The 1000 men - there are practically no female members of the Cherokee Club in Wapping - fear being named and shamed after discovering their personal membership details have been downloaded by a mystery hacker.

The motive behind the database theft is as yet unknown, but the bulk of the members come from some of the City's most respected institutions.

Only details of the gold card and corporate memberships appear to have been downloaded from the database at the club. The list includes famous soccer players, two Premier League football managers, high profile businessmen ... and the editor of a national newspaper.

Gold card membership costs pounds 250 and the corporate card costs pounds 600 and is issued to four named members. Entry is free to the bearer of both cards but corporate member holders can invite four guests per visit.

Business, mobile and home telephone numbers are included on the list alongside the names of workplaces, most of which are based in the City.

They include such institutions as SBC Warburg, Dillon Read, Royal Bank of Scotland, Credit Suisse First Boston, Merrill Lynch, Barclays Capital and Normand City Finance. Numerous blue chip companies such as Axa Insurance, Exco, Emerald Travel and Japan Airlines are listed next to the names of the members.

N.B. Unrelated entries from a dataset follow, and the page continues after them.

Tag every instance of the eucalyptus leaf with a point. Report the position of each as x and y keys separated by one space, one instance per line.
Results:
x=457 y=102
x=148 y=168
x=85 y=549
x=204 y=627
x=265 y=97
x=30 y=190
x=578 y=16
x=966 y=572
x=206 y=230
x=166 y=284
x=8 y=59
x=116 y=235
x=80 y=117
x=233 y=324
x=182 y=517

Chris Hall, operations director at Cherokee, said: "We are trying to investigate how the hell it got out. This is an internal investigation at the moment. Everything is kept on disk and the disks are still here. I've no idea what the motive is. As and when we find out we will make an announcement and we will be contacting our members."

Most of the City firms declined to comment, but a spokeswoman for Merrill Lynch said: "We don't have a corporate membership at this club." She refused to comment on gold-card individuals employed by the company.

One individual who works for Axa Insurance was stunned. "God, that list could cause a lot of damage. No I don't want you to use my bloody name, nobody in their right mind would want their name in print. It's not that I am ashamed of being a member, but it wouldn't enhance my reputation round the office with female colleagues, for sure."

Another member, at SBC Warburg, was more relaxed. "It's a place for you to wind down and have a good laugh with colleagues or clients," he said. "I can think of far worse places to go."

Perhaps the most curious corporate name on the list belongs to an entire watch at London Fire Brigade's Whitechapel Station. A spokesman explained: "The guys went on a fire safety check to the club and they were offered corporate membership ... it's all a big misunderstanding."